Le Pays Basque au nord ou au sud étant très boisé, les différentes espèces d'arbres ont aussi servi à former des noms de famille. Avec le terme "aritz, haritz", le chêne, on a ainsi formé Harismendy (litt : la montagne des chênes), Harispe (de pe : en bas, au dessous, dont litt : sous les chênes) ou encore Haristoy (-toy/toi étant une déformation "toki", le lieu, d'où la "chênaie"). Avec une très grande précision, les noms ont même varié en fonction des espèces. Dans tout le sud-ouest, et partout autour des Pyrénées, on trouve ainsi le chêne tauzin ou chêne des Pyrénées (quercus pyrenaica) qui se dit en basque "ametz". Ainsi est né le nom Amestoy (le lieu des chênes tauzins). le mot "intxaur", la noix, le noyer, a de son côté permis de former le nom de famille "Inchauspe" (littéralement, sous les noyers). Et le nom Gastambide signifie pour sa part "le chemin de la châtaigneraie" (de "gaztan", la châtaigne, le châtaignier, et "bide", le chemin).

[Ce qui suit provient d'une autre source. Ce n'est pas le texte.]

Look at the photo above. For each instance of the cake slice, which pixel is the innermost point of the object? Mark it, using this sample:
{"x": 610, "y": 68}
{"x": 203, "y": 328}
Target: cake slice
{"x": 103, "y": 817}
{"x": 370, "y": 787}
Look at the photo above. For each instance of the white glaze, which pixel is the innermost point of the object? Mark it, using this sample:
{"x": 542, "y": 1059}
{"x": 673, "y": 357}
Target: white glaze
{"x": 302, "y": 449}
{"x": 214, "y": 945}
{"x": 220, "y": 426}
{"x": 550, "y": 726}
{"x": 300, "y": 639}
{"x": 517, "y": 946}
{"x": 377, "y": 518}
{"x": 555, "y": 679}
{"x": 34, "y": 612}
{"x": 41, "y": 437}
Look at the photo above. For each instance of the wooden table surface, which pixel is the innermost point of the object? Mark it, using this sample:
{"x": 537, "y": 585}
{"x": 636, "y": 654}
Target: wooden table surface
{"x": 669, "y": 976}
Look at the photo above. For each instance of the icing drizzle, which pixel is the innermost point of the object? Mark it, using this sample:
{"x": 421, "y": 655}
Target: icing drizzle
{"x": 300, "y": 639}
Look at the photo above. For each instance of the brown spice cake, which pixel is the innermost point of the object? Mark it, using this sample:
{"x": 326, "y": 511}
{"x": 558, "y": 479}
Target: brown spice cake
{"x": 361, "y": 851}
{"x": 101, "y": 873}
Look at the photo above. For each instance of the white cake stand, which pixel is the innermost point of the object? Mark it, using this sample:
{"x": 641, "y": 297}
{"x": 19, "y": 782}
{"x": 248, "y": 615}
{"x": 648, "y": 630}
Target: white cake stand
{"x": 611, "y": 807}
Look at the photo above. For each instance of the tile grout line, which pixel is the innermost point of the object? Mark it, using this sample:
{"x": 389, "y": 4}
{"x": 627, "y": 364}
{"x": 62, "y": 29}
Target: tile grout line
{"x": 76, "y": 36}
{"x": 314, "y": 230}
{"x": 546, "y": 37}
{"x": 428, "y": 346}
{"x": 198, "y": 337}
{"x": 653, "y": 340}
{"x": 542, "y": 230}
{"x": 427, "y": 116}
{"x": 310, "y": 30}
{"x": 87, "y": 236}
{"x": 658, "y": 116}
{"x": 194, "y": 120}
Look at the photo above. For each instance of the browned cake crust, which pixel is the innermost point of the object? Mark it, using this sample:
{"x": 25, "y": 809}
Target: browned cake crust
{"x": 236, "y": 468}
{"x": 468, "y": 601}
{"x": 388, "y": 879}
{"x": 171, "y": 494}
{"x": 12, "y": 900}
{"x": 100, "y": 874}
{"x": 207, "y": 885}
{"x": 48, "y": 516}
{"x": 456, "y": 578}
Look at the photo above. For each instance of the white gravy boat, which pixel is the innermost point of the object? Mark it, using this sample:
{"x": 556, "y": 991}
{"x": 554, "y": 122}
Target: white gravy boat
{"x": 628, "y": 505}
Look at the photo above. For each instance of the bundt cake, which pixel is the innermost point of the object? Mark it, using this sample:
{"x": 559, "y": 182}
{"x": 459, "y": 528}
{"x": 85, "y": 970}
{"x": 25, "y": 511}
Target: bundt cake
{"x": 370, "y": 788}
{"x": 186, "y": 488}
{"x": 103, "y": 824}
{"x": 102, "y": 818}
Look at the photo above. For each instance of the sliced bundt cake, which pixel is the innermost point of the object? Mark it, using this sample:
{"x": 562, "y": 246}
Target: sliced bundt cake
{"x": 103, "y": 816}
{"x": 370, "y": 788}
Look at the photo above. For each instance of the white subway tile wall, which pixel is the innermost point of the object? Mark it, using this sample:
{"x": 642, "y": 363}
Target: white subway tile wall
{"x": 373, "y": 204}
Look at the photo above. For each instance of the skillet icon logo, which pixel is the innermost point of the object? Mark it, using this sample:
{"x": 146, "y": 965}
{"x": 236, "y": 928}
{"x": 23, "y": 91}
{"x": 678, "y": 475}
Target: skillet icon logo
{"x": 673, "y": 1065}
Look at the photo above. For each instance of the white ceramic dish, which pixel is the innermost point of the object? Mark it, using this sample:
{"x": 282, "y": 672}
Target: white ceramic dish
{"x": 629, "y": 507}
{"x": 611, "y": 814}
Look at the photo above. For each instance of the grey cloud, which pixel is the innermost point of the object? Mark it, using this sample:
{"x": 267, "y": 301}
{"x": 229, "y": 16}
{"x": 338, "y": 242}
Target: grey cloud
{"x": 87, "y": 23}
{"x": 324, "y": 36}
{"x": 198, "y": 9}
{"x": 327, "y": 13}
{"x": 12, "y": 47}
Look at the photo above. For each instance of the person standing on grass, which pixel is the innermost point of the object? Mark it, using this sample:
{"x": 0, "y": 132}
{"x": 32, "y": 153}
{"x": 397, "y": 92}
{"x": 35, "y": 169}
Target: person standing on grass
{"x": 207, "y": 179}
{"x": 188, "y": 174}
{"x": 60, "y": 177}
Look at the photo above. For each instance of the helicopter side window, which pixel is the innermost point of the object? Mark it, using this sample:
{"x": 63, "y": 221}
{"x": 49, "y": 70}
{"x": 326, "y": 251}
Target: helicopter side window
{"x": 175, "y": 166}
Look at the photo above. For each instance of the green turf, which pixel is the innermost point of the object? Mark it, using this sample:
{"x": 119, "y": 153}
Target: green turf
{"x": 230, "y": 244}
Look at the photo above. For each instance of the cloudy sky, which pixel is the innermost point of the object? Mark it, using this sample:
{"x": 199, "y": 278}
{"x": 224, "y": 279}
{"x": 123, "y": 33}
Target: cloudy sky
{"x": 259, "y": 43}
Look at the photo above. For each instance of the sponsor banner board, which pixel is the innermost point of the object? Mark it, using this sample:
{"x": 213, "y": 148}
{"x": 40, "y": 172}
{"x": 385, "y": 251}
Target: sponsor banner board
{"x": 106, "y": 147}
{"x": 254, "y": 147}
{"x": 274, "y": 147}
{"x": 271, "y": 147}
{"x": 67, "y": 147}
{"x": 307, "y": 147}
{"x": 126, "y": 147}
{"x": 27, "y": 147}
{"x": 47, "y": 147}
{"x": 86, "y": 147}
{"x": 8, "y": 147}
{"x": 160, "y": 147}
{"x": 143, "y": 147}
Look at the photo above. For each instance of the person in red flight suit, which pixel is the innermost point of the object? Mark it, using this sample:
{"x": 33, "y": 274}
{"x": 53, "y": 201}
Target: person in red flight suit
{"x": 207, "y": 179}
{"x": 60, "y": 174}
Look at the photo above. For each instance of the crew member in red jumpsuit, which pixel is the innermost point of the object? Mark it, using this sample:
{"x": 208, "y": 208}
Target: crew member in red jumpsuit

Côté sud, sur la racine latine "pagus", le hêtre, le mot basque "fago" (même sens) a été créé et le nom de famille Fagoaga a été formé (de -aga, l'endroit, le lieu ou "l'endroit des hêtres"). Sur le même principe, on a formé Astigarraga (l'endroit de érables ou "érableraie", de "astigar", l'érable)) ou Lizarraga (l'endroit des frênes ou "frênaie", de "lizar", le frêne).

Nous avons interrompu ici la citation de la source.